Research and data monitoring are the areas that need strengthening especially in developing countries. Data on drug use and abuse amongst young people, including children, can be utilized for a number of purpose. Data can be used to mobilize political will and give powerful images of the magnitude and the possible risks in so far as development and allocation of resources are concerned. Data can be utilized for education and training purposes for professional and skilled persons who have to work in the Substance and Drug Abuse field. Data can be used for community education, justification of resource allocation and programme evaluation. In short, data can be used for planning for prevention, care and evaluation. Research and monitoring data is part and parcel of social development agenda that is alive to efficiency and effectiveness; and is outcomes.

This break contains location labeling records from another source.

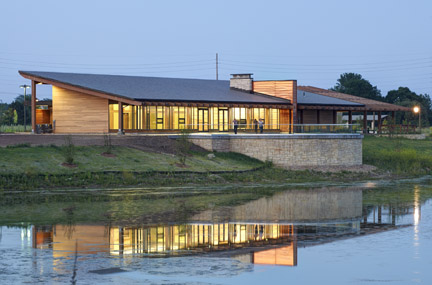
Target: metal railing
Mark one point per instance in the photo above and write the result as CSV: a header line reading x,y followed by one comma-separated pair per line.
x,y
267,128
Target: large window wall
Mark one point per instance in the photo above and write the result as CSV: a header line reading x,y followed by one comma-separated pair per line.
x,y
194,118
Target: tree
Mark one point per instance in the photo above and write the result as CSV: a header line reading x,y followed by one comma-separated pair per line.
x,y
355,84
405,97
18,105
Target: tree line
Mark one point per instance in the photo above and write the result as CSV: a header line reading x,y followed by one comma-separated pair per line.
x,y
13,113
355,84
348,83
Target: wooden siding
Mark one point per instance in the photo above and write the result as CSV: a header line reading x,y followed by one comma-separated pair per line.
x,y
43,116
285,120
326,117
76,112
282,89
310,117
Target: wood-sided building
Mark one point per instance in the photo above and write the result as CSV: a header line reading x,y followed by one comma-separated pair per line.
x,y
94,103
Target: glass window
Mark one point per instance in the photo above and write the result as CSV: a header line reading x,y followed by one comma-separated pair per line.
x,y
113,116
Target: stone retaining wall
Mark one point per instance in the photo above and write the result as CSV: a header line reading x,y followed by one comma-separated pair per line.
x,y
289,150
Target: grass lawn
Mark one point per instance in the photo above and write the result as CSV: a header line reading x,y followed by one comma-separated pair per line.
x,y
42,160
398,155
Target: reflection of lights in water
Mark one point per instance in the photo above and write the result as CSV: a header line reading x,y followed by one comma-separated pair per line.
x,y
417,214
370,184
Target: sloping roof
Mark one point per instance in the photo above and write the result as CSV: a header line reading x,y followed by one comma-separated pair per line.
x,y
309,98
360,117
157,88
369,104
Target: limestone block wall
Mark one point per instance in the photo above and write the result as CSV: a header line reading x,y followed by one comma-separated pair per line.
x,y
290,150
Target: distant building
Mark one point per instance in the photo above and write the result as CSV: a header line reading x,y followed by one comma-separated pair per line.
x,y
93,103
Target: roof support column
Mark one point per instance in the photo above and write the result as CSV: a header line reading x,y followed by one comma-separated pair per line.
x,y
33,107
120,132
364,122
379,122
350,120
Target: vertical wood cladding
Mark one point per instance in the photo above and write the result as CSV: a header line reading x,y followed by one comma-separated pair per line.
x,y
281,89
43,116
285,120
76,112
286,89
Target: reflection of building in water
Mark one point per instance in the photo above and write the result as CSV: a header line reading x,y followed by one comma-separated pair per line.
x,y
264,243
197,237
268,226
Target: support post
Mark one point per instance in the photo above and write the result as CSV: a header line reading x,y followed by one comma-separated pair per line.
x,y
379,122
364,122
33,107
120,132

The points made by mentioning these programmes are that:

  1. The preventive and treatment interventions may have to target different sub-populations of young people.
  2. A comprehensive and integrated approach using different models and treatment interventions seems to have an effect.
  3. It is community-based agencies with clearly articulated visions, missions that can be translated into strategic goals and measurable outcomes that can make a difference.
  4. Community-based organizations and other formations working with young people should engage in collaborative working relationships; merge if necessary; and define the nature and levels of micro and macro interventions; lobby and advocate for relevant drug policies and resources.
  5. Part of the collaboration can be with the government departments or units; the governments creating the appropriate policy environments, subcontracting human and community-based agencies to deliver preventive, treatment and research programs.
  6. The organizational framework and personnel should be culturally sensitive.


VIII. CONCLUSION

In conclusion, if we share the belief that children and young people are a precious asset for human population and future human capital, we need to invest our intellect, social resources and a range of resources in nurturing them and protecting them against two of the deadly social conditions of the 21st century, HIV/AIDS and Drugs. This will be in the interest of long-term benefits for the socio economic agenda globally. There are no easy solutions to the challenges posed by drug abuse and HIV/AIDS, particularly amongst children and young people as the most vulnerable groups of the population. The complexity of these two issues requires careful and non-emotive planning and intervention. They may change the face and character of our human services, educational and social institutions. My view is that the interventions, processes and strategies are not necessarily the absolute responsibility of the government. However the governments in the name of social development should continue to take the lead in creating policy environments that facilitate appropriate intervention, provide resources and national infrastructures, research funding and accountability systems. Civil society structures face the challenges of creating and sustaining effective delivery mechanisms that are collaborative, multi-faceted, preventive and remedial in character. The family in particular should seriously re-examine its role and responsibility as a socializing and nurturing agent. The family as an institution is breaking down; on the other hand, it is continually cited as one of the powerful agents of social change and social support system in most clinical interventions.
All the strategies and policies cited in this paper have merit. The challenge is what kind of mechanisms and processes can societies generate to combat and respond to the challenges of drug abuse borrowing from these strategies and policies. Young people have powerful organization, which should play a very visible and important role in addressing and responding to needs of young people.